Barbara, who married her second husband, Bob, in 1966, admits that what saved her own marriage and enabled her eventually to build a healthy relationship with her son was that she didn’t have sex with him because he showed no interest. Instead, she directed her heightened sex drive towards her marriage. Even so, it didn’t prevent her feeling attracted to her son.

“I’d make up excuses for my son to come around, and even though he told me he wasn’t a touch-feely person, I couldn’t control myself. When my hugs lasted too long I’d feel him tense up. I knew he wasn’t comfortable but I couldn’t help myself. I was aching for him.”

Barbara also acknowledges that her character – she’s straight talking and no-nonsense – probably helped her to negotiate her way round a potentially explosive situation. Instead of hiding her feelings, she decided to share them with her adoption support group and eventually she wrote a book about her experiences called The Forbidden Love.

“My parents told me I couldn’t keep my son because of what the neighbors would think, so I had to give him up. Ever since, I’ve refused to keep quiet,” explains Barbara. “I don’t care what other people think because I’m not prepared to ruin my life again just to save other people from embarrassment.”

Barbara admits that, when she shared her feelings, some of the members of her adoption support group were less than sympathetic.

“One girl told me that she fantasized about having a pillow fight in her underwear with her new-found brother.

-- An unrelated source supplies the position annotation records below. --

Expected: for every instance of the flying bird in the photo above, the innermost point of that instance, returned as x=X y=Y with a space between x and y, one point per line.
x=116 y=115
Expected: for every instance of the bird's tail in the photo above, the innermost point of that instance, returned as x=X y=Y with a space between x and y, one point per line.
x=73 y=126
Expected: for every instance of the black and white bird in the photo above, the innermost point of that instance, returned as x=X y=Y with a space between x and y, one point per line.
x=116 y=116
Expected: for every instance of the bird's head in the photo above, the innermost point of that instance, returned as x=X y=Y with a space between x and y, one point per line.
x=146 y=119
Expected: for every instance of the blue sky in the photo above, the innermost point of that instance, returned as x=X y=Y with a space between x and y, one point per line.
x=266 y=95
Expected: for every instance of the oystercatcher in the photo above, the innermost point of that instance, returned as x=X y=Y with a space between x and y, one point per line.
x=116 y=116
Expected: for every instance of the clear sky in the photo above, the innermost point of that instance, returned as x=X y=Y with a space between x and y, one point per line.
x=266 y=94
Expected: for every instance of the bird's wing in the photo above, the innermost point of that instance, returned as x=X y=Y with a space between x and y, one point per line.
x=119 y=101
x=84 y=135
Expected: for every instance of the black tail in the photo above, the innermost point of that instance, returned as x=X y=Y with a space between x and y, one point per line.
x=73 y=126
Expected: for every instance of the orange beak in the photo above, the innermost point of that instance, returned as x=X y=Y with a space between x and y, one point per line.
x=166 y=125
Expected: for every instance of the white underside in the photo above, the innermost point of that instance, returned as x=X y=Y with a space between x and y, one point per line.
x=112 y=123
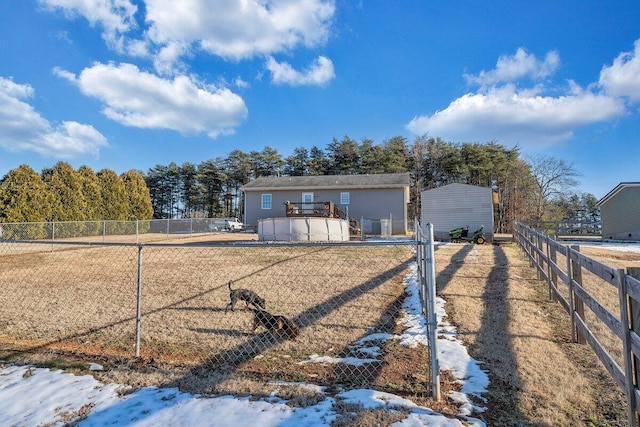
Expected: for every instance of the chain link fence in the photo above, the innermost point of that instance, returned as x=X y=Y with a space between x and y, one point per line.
x=134 y=231
x=340 y=305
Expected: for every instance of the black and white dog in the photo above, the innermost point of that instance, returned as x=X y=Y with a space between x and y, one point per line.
x=249 y=297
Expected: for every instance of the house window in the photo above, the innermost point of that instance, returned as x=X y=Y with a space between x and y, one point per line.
x=344 y=198
x=266 y=201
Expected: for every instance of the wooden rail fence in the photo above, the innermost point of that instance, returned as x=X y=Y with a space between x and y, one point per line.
x=566 y=286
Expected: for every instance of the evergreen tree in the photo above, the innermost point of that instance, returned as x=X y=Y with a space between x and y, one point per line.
x=212 y=177
x=318 y=163
x=90 y=192
x=344 y=157
x=266 y=163
x=24 y=198
x=371 y=157
x=93 y=198
x=114 y=200
x=139 y=201
x=395 y=155
x=65 y=188
x=191 y=189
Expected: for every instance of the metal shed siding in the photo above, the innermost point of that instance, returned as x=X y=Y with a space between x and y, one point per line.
x=621 y=215
x=457 y=205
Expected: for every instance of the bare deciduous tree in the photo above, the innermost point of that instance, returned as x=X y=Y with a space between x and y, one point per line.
x=553 y=178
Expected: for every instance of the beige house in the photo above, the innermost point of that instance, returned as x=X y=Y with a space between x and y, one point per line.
x=620 y=212
x=373 y=199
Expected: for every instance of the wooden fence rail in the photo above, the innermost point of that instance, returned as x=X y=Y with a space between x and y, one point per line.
x=567 y=288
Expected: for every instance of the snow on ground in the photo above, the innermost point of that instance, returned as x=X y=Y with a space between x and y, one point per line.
x=32 y=396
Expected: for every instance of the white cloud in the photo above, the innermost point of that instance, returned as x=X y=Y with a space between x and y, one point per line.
x=622 y=78
x=22 y=128
x=319 y=73
x=510 y=68
x=140 y=99
x=115 y=16
x=240 y=29
x=518 y=117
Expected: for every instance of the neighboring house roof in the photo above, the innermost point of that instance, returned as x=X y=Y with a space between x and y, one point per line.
x=385 y=180
x=616 y=190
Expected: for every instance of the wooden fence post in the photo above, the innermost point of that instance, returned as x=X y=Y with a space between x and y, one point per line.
x=574 y=271
x=634 y=317
x=628 y=318
x=553 y=277
x=539 y=255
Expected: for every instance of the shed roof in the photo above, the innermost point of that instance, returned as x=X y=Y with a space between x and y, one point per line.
x=616 y=190
x=384 y=180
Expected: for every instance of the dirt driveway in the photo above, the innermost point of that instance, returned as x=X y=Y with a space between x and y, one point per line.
x=503 y=314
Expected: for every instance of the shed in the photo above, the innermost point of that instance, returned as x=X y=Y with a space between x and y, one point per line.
x=375 y=198
x=458 y=205
x=620 y=212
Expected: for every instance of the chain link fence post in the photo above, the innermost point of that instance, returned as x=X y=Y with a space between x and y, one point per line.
x=432 y=320
x=139 y=301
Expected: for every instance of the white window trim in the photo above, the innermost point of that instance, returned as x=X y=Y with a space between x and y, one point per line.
x=345 y=196
x=262 y=201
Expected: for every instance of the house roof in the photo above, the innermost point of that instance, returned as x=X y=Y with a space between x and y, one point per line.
x=616 y=190
x=385 y=180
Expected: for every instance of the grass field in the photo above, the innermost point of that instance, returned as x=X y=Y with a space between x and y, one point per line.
x=82 y=302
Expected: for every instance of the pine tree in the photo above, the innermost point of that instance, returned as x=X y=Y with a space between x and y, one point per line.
x=24 y=198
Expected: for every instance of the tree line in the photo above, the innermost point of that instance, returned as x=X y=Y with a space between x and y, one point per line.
x=61 y=193
x=533 y=188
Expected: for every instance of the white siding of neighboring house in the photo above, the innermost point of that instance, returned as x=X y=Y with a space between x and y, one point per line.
x=458 y=205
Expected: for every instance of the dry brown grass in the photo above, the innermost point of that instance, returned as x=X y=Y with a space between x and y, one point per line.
x=538 y=377
x=502 y=311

A few days after the meeting, another member of the group told me she suspected that her husband was having the same feelings for his birth mother, but was too afraid to say anything.”

Barbara tried to talk to Mitch about her feelings, but he has always refused to be drawn on the subject.

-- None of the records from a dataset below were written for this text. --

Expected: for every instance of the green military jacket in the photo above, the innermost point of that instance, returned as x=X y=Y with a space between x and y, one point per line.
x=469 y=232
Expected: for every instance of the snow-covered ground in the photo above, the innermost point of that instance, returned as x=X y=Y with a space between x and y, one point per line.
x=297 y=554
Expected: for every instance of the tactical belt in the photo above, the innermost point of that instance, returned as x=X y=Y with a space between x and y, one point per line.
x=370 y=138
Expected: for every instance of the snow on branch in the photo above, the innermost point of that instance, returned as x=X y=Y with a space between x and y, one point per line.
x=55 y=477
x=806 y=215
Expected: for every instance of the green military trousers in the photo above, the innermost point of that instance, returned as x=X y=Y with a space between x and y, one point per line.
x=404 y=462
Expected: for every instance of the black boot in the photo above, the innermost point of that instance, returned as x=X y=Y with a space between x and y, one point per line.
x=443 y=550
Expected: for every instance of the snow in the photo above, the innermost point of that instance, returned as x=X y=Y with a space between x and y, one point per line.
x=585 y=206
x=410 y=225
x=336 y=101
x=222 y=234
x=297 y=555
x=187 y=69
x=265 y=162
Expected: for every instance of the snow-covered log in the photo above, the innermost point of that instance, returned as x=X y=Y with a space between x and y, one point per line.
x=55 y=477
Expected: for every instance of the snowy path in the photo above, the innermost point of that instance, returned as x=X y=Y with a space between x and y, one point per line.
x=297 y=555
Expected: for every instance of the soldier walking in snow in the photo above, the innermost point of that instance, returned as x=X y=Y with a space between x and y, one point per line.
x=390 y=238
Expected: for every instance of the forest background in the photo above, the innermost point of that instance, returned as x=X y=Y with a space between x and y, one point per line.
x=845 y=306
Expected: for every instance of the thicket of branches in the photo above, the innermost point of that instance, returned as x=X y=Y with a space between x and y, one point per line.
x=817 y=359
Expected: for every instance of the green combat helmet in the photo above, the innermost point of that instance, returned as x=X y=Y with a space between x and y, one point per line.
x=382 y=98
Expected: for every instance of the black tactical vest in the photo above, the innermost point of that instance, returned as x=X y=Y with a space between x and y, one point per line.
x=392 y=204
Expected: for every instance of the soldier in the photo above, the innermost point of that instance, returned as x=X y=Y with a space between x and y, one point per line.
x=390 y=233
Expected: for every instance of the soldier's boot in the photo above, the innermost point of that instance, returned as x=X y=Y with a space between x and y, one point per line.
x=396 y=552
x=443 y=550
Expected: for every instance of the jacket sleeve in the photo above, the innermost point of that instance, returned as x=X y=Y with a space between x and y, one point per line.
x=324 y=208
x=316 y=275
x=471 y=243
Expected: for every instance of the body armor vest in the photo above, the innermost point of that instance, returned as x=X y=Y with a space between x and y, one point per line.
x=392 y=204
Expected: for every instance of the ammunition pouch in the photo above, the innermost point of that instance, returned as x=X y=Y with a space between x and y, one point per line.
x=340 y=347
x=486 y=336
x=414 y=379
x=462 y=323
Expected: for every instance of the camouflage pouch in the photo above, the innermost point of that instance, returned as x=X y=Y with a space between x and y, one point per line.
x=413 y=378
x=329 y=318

However, since talking about her situation, Barbara has become the world’s leading expert in Genetic Sexual Attraction or GSA.

Over the years, I have received hundreds of e-mails, calls and letters from people who have the same feelings of overwhelming sexual attraction for relatives they have met for the first time years later,” says Barbara. “Sometimes that act on them and sometimes they don’t, but their stories are often heartbreaking. I try not to judge, but I do warn them against consummating the relationship as it might end up destroying everything.”

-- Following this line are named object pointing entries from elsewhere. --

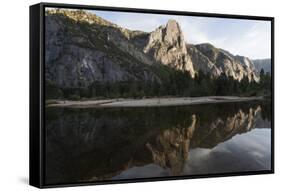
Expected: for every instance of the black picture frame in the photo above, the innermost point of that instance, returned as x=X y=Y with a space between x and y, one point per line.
x=37 y=92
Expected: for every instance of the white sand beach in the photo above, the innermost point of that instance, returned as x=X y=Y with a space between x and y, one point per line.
x=150 y=102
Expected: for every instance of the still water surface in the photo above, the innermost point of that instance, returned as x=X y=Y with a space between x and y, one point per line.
x=95 y=144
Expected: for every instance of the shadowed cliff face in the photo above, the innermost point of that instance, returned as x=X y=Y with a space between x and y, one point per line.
x=99 y=144
x=82 y=48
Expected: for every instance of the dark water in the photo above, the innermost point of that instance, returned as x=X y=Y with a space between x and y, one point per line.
x=123 y=143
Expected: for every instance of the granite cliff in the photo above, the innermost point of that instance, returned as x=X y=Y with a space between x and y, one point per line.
x=83 y=48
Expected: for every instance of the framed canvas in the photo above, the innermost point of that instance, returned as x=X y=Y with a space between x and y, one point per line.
x=121 y=95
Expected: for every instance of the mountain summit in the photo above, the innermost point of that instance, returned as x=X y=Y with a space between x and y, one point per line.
x=84 y=49
x=167 y=45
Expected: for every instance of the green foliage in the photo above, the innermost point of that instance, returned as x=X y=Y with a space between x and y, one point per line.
x=170 y=83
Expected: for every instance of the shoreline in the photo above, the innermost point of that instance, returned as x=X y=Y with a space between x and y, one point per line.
x=149 y=102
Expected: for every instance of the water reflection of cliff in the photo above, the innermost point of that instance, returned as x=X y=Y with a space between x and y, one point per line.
x=98 y=144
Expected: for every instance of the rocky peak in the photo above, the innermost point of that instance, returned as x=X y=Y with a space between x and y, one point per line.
x=173 y=34
x=167 y=45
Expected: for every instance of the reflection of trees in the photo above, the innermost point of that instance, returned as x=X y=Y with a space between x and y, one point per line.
x=94 y=144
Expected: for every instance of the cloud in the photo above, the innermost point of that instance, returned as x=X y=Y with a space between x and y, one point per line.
x=249 y=38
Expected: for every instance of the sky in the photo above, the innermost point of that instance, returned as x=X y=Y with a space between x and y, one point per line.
x=251 y=38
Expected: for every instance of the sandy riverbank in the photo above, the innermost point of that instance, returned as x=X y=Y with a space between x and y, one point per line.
x=150 y=102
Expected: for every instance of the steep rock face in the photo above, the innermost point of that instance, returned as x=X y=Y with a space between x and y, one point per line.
x=237 y=67
x=83 y=48
x=80 y=52
x=264 y=64
x=202 y=62
x=167 y=45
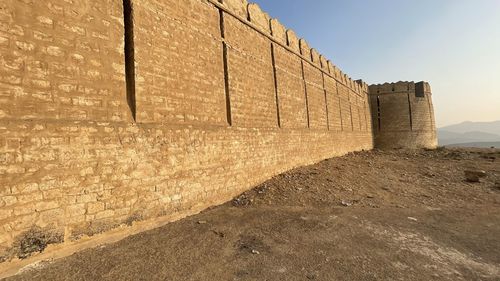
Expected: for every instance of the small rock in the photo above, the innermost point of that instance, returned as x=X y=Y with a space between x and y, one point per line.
x=346 y=203
x=474 y=176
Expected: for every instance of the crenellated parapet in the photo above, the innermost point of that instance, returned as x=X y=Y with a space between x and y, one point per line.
x=403 y=115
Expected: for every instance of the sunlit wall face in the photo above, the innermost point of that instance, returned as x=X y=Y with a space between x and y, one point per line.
x=453 y=44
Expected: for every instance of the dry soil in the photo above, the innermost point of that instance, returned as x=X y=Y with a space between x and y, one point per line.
x=397 y=215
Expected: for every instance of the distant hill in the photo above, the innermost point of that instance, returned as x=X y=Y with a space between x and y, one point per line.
x=465 y=127
x=477 y=144
x=471 y=134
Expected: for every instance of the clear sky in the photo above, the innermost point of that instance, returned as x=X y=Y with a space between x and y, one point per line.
x=453 y=44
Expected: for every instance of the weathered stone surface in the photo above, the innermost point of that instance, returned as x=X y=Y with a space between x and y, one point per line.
x=403 y=117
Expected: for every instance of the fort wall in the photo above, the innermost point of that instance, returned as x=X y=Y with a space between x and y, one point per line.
x=120 y=111
x=403 y=115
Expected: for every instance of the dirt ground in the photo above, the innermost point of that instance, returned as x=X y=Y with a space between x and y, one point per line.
x=397 y=215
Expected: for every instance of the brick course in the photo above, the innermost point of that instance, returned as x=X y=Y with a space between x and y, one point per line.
x=225 y=98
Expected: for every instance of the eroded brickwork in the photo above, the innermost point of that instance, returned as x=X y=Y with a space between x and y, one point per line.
x=403 y=115
x=222 y=98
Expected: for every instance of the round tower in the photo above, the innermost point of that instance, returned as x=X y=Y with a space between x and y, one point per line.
x=403 y=115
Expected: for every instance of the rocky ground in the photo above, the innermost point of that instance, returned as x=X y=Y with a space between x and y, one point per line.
x=398 y=215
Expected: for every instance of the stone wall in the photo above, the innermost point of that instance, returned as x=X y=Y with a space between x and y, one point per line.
x=215 y=98
x=403 y=115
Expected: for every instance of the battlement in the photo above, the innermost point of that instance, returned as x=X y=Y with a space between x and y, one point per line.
x=401 y=87
x=165 y=108
x=403 y=114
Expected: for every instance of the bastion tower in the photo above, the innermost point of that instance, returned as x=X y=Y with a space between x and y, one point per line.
x=403 y=115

Barbara has successfully come to terms with her feelings for her son, although she, admits that it took her nearly 13 years to do so.

“When Mitch got married 12 years ago, I realized I could happily relinquish him,” says Barbara. “I really liked his wife, and I knew she didn’t want to split us up, unlike some of his previous girlfriends.”

Nowadays she sees her son and his family about twice a year, and accepts her position on the fringes of Mitch’s life.
“His children still don’t know that I’m his birth mother,” she says. “I’m happy to have what I’ve got. Mitch has read the book and has never told me not to talk about GSA, so I take that as a kind of acceptance.”

The low-down on Genetic Sexual Attraction

The phenomenon of relations who are separated at birth or at a very young age and become attracted to each other when they are reunited in later life is known as Genetic Sexual Attraction or GSA.

Growing awareness of the potentially devastating effect of GSA has led to many organizations to warn any clients about it if they are attempting to trace relatives. And many professionals believe the problem could escalate with future reunions between children born through IVF involving sperm and egg donors.

“GSA associated with IVF births is a time bomb waiting to go off,” says Sue Cowling, Deputy Director of the Post-Adoption Center. In February this year, Tony Smedley, 46, a Scarborough police officer, hit the headlines after admitting a nine-month affair with his 41-year-old half-sister, Janet Paveling.

York Crown Court heard that Smedley was taken into care at an early age and had no contact with his mother or two half-sisters. He was reunited with Janet, in 2000. Although both were married with children, they began a relationship that was discovered when colleagues, searching Smedley’s locker for a missing file, found love letters from Mrs. Paveling. Smedley escaped imprisonment but left his job and now both are trying to rebuild their lives.